The Five Cardinal Rules of Hunting Public Land

By Beka Garris
On Instagram @bekagarris |

If you frequently hunt public land, I am sure that you have had your share of mishaps and run-ins with other hunters. You’d like to think that as hunters, we are all on the same page and therefore will be respectful of others and the area we are hunting… but this is not always true. Whether you are hunting deer, turkey, small game or something else, there are Five Rules that every hunter should follow. I like to think they are common sense, but it seems they are not for some.

Public Land Hunting with Beka Garris

1.       First Come, First Serve. You pull into a small lot at 5:00 in the morning, and see that there is already someone parked there. You walk in to the woods and arrive at your favorite tree, only to discover someone else is hunting in it. Sure, it’s easy to get angry or frustrated but lets be honest…it’s public land and they have as much right to be there as you do. If they got there first, simply be respectful and back off. Find another spot to hunt, or move a safe distance away so you won’t be disturbing them while they are hunting. On multiple occasions I have arrived at a little pull off area to find someone else already there, and I have simply kept driving. It’s tough to do if you’re hunting a specific animal but I consider it common courtesy.

A big guy seen while hunting public land

2.       Know Your Target And Beyond. This one should be common sense, but every year you read about someone getting shot by a fellow hunter because they never actually identified their target before pulling the trigger. If you see something moving in the brush and you think it’s an animal, don’t just blindly shoot. If you hear a gobble coming from behind that tree, make sure it is in fact a turkey and not a fellow hunter.

Hunting with a Bear Kodiak and 3Rivers wood arrows

3.       Personal Space. This is one of the biggest issues I have run into while hunting public land. Although it wasn’t a huge issue during deer season, I had a lot of struggles during this past turkey season. If you know someone else is hunting in the area, or if you accidentally stumble into each other, make sure you move a safe distance away and let them continue on their hunt. Don’t make loud noises or angrily confront them, and don’t decide to park close enough that they can’t get into their vehicle on the way out (someone actually did this to me.) And lastly, don’t take advantage of their location if they are calling/sitting over bait/ etc and set up to cut off anything that comes their way. Keep in mind, the road less traveled is always best. Going the extra mile and taking the time to go deeper into the woods  will also eliminate the chances of running into anyone else.

4.       Don’t Steal. Although I have never been a fan of leaving stands, blinds, or cameras in the woods on public land… I know many people who do. It can be tough to constantly pack in and out, especially if you don’t live close to the area or if you only hunt on weekends. If you find someone else’s hunting gear in the woods, just leave it alone. Chances are, they’ll be back for it.

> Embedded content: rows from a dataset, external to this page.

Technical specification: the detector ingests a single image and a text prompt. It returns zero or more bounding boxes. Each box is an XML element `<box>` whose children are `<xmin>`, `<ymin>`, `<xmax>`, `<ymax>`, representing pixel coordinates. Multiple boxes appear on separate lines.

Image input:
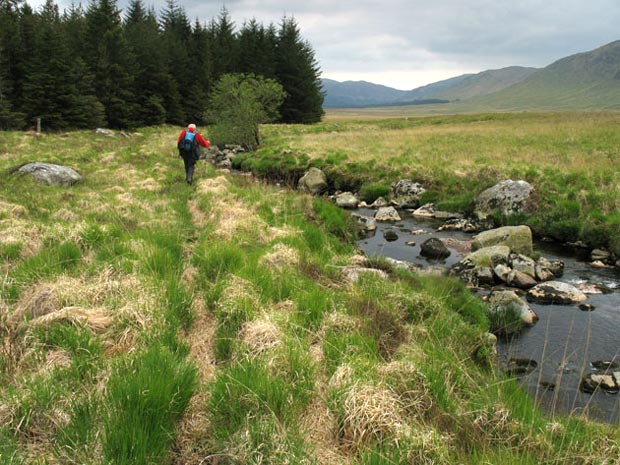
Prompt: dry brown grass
<box><xmin>259</xmin><ymin>244</ymin><xmax>299</xmax><ymax>271</ymax></box>
<box><xmin>238</xmin><ymin>315</ymin><xmax>284</xmax><ymax>357</ymax></box>
<box><xmin>28</xmin><ymin>307</ymin><xmax>114</xmax><ymax>333</ymax></box>
<box><xmin>299</xmin><ymin>397</ymin><xmax>351</xmax><ymax>465</ymax></box>
<box><xmin>340</xmin><ymin>383</ymin><xmax>408</xmax><ymax>450</ymax></box>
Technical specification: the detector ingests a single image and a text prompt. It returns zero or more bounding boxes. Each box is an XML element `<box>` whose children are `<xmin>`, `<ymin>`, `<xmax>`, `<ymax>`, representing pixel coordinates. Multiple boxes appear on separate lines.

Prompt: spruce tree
<box><xmin>85</xmin><ymin>0</ymin><xmax>137</xmax><ymax>128</ymax></box>
<box><xmin>276</xmin><ymin>17</ymin><xmax>324</xmax><ymax>124</ymax></box>
<box><xmin>160</xmin><ymin>0</ymin><xmax>192</xmax><ymax>124</ymax></box>
<box><xmin>125</xmin><ymin>0</ymin><xmax>168</xmax><ymax>126</ymax></box>
<box><xmin>239</xmin><ymin>19</ymin><xmax>276</xmax><ymax>78</ymax></box>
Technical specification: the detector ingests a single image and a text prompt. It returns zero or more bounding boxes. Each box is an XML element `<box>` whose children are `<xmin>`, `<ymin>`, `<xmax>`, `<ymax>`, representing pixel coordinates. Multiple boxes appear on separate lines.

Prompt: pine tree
<box><xmin>0</xmin><ymin>2</ymin><xmax>23</xmax><ymax>129</ymax></box>
<box><xmin>239</xmin><ymin>19</ymin><xmax>276</xmax><ymax>78</ymax></box>
<box><xmin>85</xmin><ymin>0</ymin><xmax>137</xmax><ymax>128</ymax></box>
<box><xmin>125</xmin><ymin>0</ymin><xmax>169</xmax><ymax>125</ymax></box>
<box><xmin>276</xmin><ymin>17</ymin><xmax>324</xmax><ymax>124</ymax></box>
<box><xmin>161</xmin><ymin>0</ymin><xmax>192</xmax><ymax>124</ymax></box>
<box><xmin>211</xmin><ymin>7</ymin><xmax>239</xmax><ymax>80</ymax></box>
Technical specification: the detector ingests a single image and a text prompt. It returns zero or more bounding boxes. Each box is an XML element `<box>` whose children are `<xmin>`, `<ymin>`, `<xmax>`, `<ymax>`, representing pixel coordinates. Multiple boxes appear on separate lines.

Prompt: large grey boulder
<box><xmin>450</xmin><ymin>245</ymin><xmax>510</xmax><ymax>287</ymax></box>
<box><xmin>297</xmin><ymin>167</ymin><xmax>327</xmax><ymax>195</ymax></box>
<box><xmin>420</xmin><ymin>237</ymin><xmax>450</xmax><ymax>259</ymax></box>
<box><xmin>474</xmin><ymin>179</ymin><xmax>537</xmax><ymax>220</ymax></box>
<box><xmin>489</xmin><ymin>291</ymin><xmax>538</xmax><ymax>335</ymax></box>
<box><xmin>461</xmin><ymin>245</ymin><xmax>510</xmax><ymax>268</ymax></box>
<box><xmin>527</xmin><ymin>281</ymin><xmax>588</xmax><ymax>305</ymax></box>
<box><xmin>535</xmin><ymin>257</ymin><xmax>564</xmax><ymax>281</ymax></box>
<box><xmin>351</xmin><ymin>213</ymin><xmax>377</xmax><ymax>232</ymax></box>
<box><xmin>336</xmin><ymin>192</ymin><xmax>359</xmax><ymax>208</ymax></box>
<box><xmin>391</xmin><ymin>179</ymin><xmax>426</xmax><ymax>208</ymax></box>
<box><xmin>17</xmin><ymin>162</ymin><xmax>83</xmax><ymax>187</ymax></box>
<box><xmin>471</xmin><ymin>226</ymin><xmax>534</xmax><ymax>256</ymax></box>
<box><xmin>375</xmin><ymin>207</ymin><xmax>401</xmax><ymax>221</ymax></box>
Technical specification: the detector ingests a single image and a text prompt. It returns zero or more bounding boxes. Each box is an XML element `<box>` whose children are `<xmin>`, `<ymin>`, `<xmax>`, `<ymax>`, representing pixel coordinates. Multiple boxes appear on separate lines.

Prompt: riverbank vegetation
<box><xmin>236</xmin><ymin>112</ymin><xmax>620</xmax><ymax>256</ymax></box>
<box><xmin>0</xmin><ymin>125</ymin><xmax>620</xmax><ymax>465</ymax></box>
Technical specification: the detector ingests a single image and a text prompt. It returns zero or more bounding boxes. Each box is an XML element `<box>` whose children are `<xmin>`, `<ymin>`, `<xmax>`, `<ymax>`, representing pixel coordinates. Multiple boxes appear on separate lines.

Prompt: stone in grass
<box><xmin>592</xmin><ymin>360</ymin><xmax>620</xmax><ymax>370</ymax></box>
<box><xmin>383</xmin><ymin>229</ymin><xmax>398</xmax><ymax>242</ymax></box>
<box><xmin>505</xmin><ymin>358</ymin><xmax>538</xmax><ymax>376</ymax></box>
<box><xmin>420</xmin><ymin>237</ymin><xmax>451</xmax><ymax>259</ymax></box>
<box><xmin>488</xmin><ymin>291</ymin><xmax>538</xmax><ymax>336</ymax></box>
<box><xmin>375</xmin><ymin>207</ymin><xmax>401</xmax><ymax>222</ymax></box>
<box><xmin>17</xmin><ymin>162</ymin><xmax>83</xmax><ymax>187</ymax></box>
<box><xmin>336</xmin><ymin>192</ymin><xmax>359</xmax><ymax>209</ymax></box>
<box><xmin>527</xmin><ymin>281</ymin><xmax>587</xmax><ymax>305</ymax></box>
<box><xmin>579</xmin><ymin>373</ymin><xmax>620</xmax><ymax>394</ymax></box>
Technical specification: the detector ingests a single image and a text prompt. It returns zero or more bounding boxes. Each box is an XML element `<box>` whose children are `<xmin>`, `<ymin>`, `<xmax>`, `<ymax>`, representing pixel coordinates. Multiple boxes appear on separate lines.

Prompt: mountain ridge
<box><xmin>324</xmin><ymin>40</ymin><xmax>620</xmax><ymax>110</ymax></box>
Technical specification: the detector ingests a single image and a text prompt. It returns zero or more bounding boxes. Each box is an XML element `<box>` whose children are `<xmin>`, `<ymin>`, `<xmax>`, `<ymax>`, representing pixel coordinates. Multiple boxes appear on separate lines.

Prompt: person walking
<box><xmin>177</xmin><ymin>123</ymin><xmax>211</xmax><ymax>184</ymax></box>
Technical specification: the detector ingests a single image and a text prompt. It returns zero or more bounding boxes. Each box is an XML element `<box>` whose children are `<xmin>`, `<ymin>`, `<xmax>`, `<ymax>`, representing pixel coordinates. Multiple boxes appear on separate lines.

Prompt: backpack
<box><xmin>179</xmin><ymin>131</ymin><xmax>196</xmax><ymax>156</ymax></box>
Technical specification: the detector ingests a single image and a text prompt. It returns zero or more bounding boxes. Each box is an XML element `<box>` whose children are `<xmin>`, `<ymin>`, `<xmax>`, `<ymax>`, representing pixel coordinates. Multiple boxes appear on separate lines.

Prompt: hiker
<box><xmin>177</xmin><ymin>123</ymin><xmax>211</xmax><ymax>184</ymax></box>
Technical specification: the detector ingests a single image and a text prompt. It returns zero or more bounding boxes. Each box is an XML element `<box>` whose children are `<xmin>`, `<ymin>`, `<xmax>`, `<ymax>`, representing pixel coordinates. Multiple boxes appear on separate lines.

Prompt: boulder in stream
<box><xmin>420</xmin><ymin>237</ymin><xmax>450</xmax><ymax>259</ymax></box>
<box><xmin>297</xmin><ymin>167</ymin><xmax>327</xmax><ymax>195</ymax></box>
<box><xmin>489</xmin><ymin>291</ymin><xmax>538</xmax><ymax>336</ymax></box>
<box><xmin>351</xmin><ymin>213</ymin><xmax>377</xmax><ymax>232</ymax></box>
<box><xmin>392</xmin><ymin>179</ymin><xmax>426</xmax><ymax>208</ymax></box>
<box><xmin>336</xmin><ymin>192</ymin><xmax>359</xmax><ymax>209</ymax></box>
<box><xmin>527</xmin><ymin>281</ymin><xmax>587</xmax><ymax>305</ymax></box>
<box><xmin>474</xmin><ymin>179</ymin><xmax>538</xmax><ymax>220</ymax></box>
<box><xmin>375</xmin><ymin>207</ymin><xmax>401</xmax><ymax>221</ymax></box>
<box><xmin>472</xmin><ymin>226</ymin><xmax>534</xmax><ymax>256</ymax></box>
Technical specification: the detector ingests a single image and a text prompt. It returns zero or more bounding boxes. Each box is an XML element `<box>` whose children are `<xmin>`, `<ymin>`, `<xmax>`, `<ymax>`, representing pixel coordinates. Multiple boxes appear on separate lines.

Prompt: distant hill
<box><xmin>325</xmin><ymin>40</ymin><xmax>620</xmax><ymax>112</ymax></box>
<box><xmin>470</xmin><ymin>41</ymin><xmax>620</xmax><ymax>110</ymax></box>
<box><xmin>322</xmin><ymin>79</ymin><xmax>407</xmax><ymax>108</ymax></box>
<box><xmin>322</xmin><ymin>66</ymin><xmax>536</xmax><ymax>108</ymax></box>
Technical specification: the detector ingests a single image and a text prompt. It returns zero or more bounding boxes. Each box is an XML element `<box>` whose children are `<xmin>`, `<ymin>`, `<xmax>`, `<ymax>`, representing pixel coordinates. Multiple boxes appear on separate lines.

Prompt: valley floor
<box><xmin>0</xmin><ymin>127</ymin><xmax>620</xmax><ymax>465</ymax></box>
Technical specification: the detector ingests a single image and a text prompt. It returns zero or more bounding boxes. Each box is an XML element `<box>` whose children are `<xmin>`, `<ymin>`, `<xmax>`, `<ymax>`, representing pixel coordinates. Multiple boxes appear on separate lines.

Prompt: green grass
<box><xmin>103</xmin><ymin>346</ymin><xmax>196</xmax><ymax>464</ymax></box>
<box><xmin>0</xmin><ymin>125</ymin><xmax>620</xmax><ymax>465</ymax></box>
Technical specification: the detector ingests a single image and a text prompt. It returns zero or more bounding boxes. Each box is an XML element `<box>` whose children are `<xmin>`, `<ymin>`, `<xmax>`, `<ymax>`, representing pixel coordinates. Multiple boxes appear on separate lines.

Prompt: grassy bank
<box><xmin>238</xmin><ymin>112</ymin><xmax>620</xmax><ymax>255</ymax></box>
<box><xmin>0</xmin><ymin>122</ymin><xmax>620</xmax><ymax>465</ymax></box>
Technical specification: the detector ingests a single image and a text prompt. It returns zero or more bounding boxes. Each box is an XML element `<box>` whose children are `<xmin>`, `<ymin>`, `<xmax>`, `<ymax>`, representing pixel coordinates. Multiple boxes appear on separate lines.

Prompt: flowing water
<box><xmin>357</xmin><ymin>209</ymin><xmax>620</xmax><ymax>423</ymax></box>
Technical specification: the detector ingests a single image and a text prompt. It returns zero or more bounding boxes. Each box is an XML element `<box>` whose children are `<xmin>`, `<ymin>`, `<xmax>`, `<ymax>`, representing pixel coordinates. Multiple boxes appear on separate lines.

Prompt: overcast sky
<box><xmin>27</xmin><ymin>0</ymin><xmax>620</xmax><ymax>90</ymax></box>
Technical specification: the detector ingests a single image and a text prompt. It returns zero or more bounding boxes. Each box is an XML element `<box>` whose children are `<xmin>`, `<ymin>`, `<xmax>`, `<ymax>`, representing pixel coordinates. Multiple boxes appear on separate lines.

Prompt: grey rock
<box><xmin>535</xmin><ymin>257</ymin><xmax>564</xmax><ymax>281</ymax></box>
<box><xmin>420</xmin><ymin>237</ymin><xmax>451</xmax><ymax>259</ymax></box>
<box><xmin>383</xmin><ymin>229</ymin><xmax>398</xmax><ymax>242</ymax></box>
<box><xmin>391</xmin><ymin>179</ymin><xmax>426</xmax><ymax>208</ymax></box>
<box><xmin>336</xmin><ymin>192</ymin><xmax>359</xmax><ymax>209</ymax></box>
<box><xmin>351</xmin><ymin>213</ymin><xmax>377</xmax><ymax>231</ymax></box>
<box><xmin>375</xmin><ymin>207</ymin><xmax>401</xmax><ymax>221</ymax></box>
<box><xmin>17</xmin><ymin>162</ymin><xmax>83</xmax><ymax>187</ymax></box>
<box><xmin>342</xmin><ymin>266</ymin><xmax>388</xmax><ymax>283</ymax></box>
<box><xmin>489</xmin><ymin>291</ymin><xmax>538</xmax><ymax>335</ymax></box>
<box><xmin>472</xmin><ymin>226</ymin><xmax>533</xmax><ymax>256</ymax></box>
<box><xmin>474</xmin><ymin>179</ymin><xmax>537</xmax><ymax>220</ymax></box>
<box><xmin>579</xmin><ymin>373</ymin><xmax>620</xmax><ymax>394</ymax></box>
<box><xmin>370</xmin><ymin>197</ymin><xmax>389</xmax><ymax>210</ymax></box>
<box><xmin>438</xmin><ymin>218</ymin><xmax>482</xmax><ymax>233</ymax></box>
<box><xmin>95</xmin><ymin>128</ymin><xmax>116</xmax><ymax>137</ymax></box>
<box><xmin>527</xmin><ymin>281</ymin><xmax>587</xmax><ymax>305</ymax></box>
<box><xmin>411</xmin><ymin>203</ymin><xmax>436</xmax><ymax>218</ymax></box>
<box><xmin>590</xmin><ymin>249</ymin><xmax>611</xmax><ymax>263</ymax></box>
<box><xmin>493</xmin><ymin>263</ymin><xmax>512</xmax><ymax>284</ymax></box>
<box><xmin>510</xmin><ymin>255</ymin><xmax>536</xmax><ymax>278</ymax></box>
<box><xmin>297</xmin><ymin>167</ymin><xmax>327</xmax><ymax>195</ymax></box>
<box><xmin>507</xmin><ymin>270</ymin><xmax>537</xmax><ymax>289</ymax></box>
<box><xmin>506</xmin><ymin>358</ymin><xmax>538</xmax><ymax>376</ymax></box>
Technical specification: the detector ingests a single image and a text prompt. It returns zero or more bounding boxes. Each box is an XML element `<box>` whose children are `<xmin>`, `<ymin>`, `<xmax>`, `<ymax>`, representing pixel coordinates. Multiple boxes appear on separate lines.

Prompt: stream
<box><xmin>355</xmin><ymin>209</ymin><xmax>620</xmax><ymax>423</ymax></box>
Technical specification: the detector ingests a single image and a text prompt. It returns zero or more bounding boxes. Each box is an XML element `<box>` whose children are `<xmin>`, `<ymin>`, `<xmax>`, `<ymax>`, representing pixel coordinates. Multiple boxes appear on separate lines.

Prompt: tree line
<box><xmin>0</xmin><ymin>0</ymin><xmax>323</xmax><ymax>130</ymax></box>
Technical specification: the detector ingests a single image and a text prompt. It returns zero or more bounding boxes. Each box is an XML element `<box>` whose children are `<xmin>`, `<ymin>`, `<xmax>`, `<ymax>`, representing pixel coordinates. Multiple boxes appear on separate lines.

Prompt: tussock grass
<box><xmin>0</xmin><ymin>127</ymin><xmax>620</xmax><ymax>465</ymax></box>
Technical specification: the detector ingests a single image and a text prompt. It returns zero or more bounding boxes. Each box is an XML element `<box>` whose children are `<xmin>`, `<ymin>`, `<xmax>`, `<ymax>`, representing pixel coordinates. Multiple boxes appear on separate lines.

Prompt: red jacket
<box><xmin>177</xmin><ymin>129</ymin><xmax>211</xmax><ymax>148</ymax></box>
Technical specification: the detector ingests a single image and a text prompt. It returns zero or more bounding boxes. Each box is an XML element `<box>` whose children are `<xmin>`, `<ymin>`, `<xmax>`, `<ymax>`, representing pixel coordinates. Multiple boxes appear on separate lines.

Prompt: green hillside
<box><xmin>0</xmin><ymin>125</ymin><xmax>620</xmax><ymax>465</ymax></box>
<box><xmin>464</xmin><ymin>41</ymin><xmax>620</xmax><ymax>110</ymax></box>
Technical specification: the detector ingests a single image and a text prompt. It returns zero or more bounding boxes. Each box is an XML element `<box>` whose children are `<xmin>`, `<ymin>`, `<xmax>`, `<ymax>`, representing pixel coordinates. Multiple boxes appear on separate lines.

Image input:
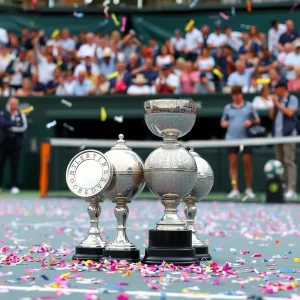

Beka with her beauty of a turkey from hunting public land

5.       Be Courteous. Just because someone is hunting the same area that you are, doesn’t mean they are intentionally invading “your spot” or that they even knew that you were there. If you meet another hunter in the woods, whether you got there first or they did, be polite and courteous instead of confrontational. Most hunters are great people and they are out there for the same reason you are… and they certainly don’t want to run across other hunters any more than you do.